Gribble told his father that he and Lawler were knocked off the boat by a wave. They both had survival suits on that helped protect them from the frigid waters. They made it to the life raft, which was released from the Scandies Rose as the boat went down, the elder Gribble said. A second raft was spotted by Coast Guard crews, but it was empty.
Crew member Gribble said on the video that the Emergency Position Indicating Radio Beacon (EPIRB), an emergency transmitter that sends signals to help rescuers find a vessel in distress, did not go off. The failure was among what he called “a lot of issues” with safety equipment on the Scandies Rose.
A Coast Guard official, Chief Petty Officer Matthew Schofield, confirmed Friday that no EPIRB signal was picked up by the Coast Guard helicopters and planes that searched for survivors.
Scott Wilwert, an Alaska-based Coast Guard fishing-vessel safety examiner, said the Scandies Rose had a valid sticker denoting it had passed a mandatory safety examination in a previous year.
More recently, the boat went through a shorter safety check last fall before leaving for the Bristol Bay king crab harvest. Coast Guard inspectors reviewed the vessel’s loading procedures as well as safety equipment. At that time, the EPIRB was tested and operating properly, Wilwert said.
“They were in compliance,” Wilwert said.
No Coast Guard safety checks were required, according to Wilwert, before the Scandies Rose left Kodiak this week to begin a season of cod and crab fishing in the Bering Sea farther to the west.
The crew of the Scandies Rose, drawn largely from Alaska and Washington, included veterans of the Alaska crab industry with decades of fishing experience.

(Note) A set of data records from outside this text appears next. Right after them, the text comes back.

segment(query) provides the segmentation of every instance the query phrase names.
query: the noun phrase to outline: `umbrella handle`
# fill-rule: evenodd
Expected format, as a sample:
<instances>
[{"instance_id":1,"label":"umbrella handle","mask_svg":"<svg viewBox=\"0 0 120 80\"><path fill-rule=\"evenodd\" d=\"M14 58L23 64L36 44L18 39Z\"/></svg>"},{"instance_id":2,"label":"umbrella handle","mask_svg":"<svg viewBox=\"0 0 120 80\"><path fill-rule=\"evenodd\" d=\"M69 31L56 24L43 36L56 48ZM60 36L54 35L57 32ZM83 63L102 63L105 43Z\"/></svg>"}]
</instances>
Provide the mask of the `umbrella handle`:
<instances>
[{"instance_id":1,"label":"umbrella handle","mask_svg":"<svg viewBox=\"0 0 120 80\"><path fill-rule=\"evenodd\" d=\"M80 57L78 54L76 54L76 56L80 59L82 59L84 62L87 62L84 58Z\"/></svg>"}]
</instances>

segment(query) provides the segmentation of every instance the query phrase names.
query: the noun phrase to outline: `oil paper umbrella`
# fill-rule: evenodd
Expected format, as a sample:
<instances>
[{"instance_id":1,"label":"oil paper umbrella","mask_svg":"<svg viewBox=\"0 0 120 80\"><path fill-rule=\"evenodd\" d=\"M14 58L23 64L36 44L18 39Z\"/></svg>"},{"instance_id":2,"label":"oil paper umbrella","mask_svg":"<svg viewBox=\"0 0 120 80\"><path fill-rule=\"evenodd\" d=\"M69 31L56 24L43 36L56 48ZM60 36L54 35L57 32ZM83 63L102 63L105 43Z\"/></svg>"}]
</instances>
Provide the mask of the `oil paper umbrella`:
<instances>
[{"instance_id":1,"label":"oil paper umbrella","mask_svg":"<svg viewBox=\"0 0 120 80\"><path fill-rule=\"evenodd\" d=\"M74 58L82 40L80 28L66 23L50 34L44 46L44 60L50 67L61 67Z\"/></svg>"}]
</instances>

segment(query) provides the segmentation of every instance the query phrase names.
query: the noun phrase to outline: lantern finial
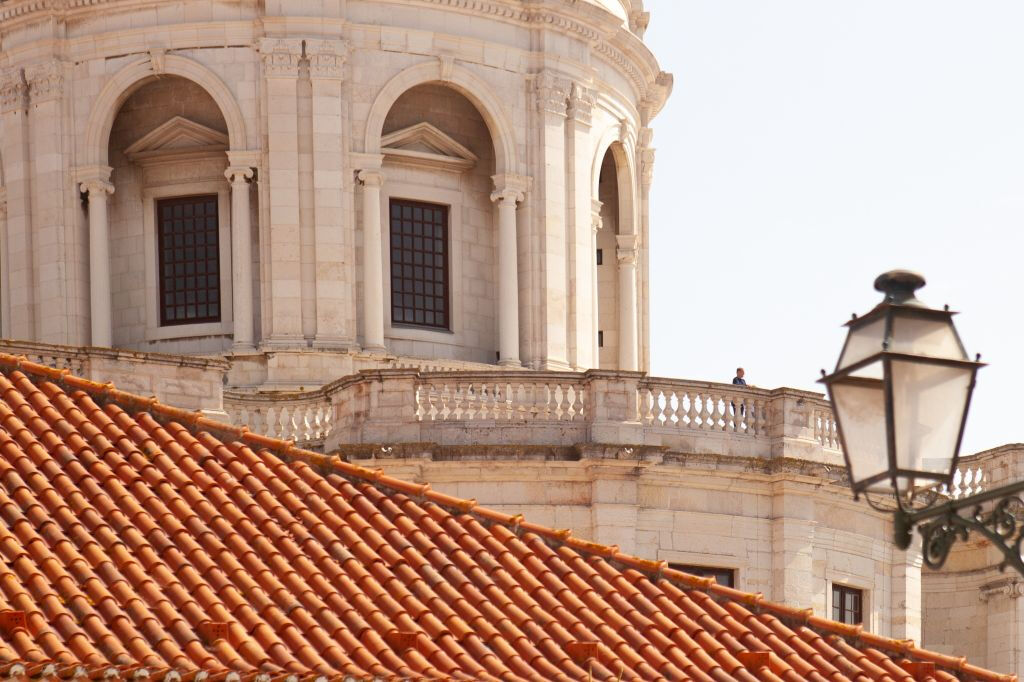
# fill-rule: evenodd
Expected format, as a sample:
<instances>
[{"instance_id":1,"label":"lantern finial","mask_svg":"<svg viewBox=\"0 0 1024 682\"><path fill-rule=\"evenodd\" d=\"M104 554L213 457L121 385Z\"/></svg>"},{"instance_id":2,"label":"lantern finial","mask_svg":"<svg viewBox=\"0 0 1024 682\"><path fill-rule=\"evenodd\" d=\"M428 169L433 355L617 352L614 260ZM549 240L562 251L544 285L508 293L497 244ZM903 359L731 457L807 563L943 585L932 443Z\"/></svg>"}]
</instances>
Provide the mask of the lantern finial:
<instances>
[{"instance_id":1,"label":"lantern finial","mask_svg":"<svg viewBox=\"0 0 1024 682\"><path fill-rule=\"evenodd\" d=\"M874 281L874 289L886 295L887 303L921 305L913 292L925 286L925 278L910 270L889 270Z\"/></svg>"}]
</instances>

Art Ganacias, the ship’s 50-year-old engineer who is now missing, lived in recent years in the Puget Sound region. But he spent much of his time in Alaska, where he had been involved in fishing since his boyhood days growing up in the community of Sand Point.
His friend Jakob Taunton said Ganacias loved to tell fishing tales, and seemed more at home at sea than on land. “He was one of the most easiest-going guys I had ever worked with. He never got excited,” said Taunton, an Oregon-based crabber who worked with Ganacias in 2016 and 2017 aboard another boat, the Bering Hunter.
Ganacias had lots of experience with the perils of his livelihood.
As a young man, he was on a fishing boat that went down in the Bering Sea, he once told Taunton and the skipper of the Bering Hunter, Ray Flerchinger.
Ganacias said he ended up in the water, and other crew members died, according to Taunton and Flerchinger.
In February 2017, Ganacias faced rough seas and freezing spray at the tail end of the Bering Hunter’s snow crab season, and Taunton took a picture of the engineer chipping away at heavy ice buildup on the boat near the Pribilof Island of St. George.
The day after that photo was taken, another crab boat, the Seattle-based Destination, went down, killing six crew.
The Destination sinking triggered a formal Marine Board of Investigation, the highest level of Coast Guard inquiry that results in safety recommendations being submitted to the commandant.
Coast Guard officials have not announced whether the Scandies Rose inquiry will involve a Marine Board.
The National Transportation Safety Board also has yet to make any announcements about a Scandies Rose investigation.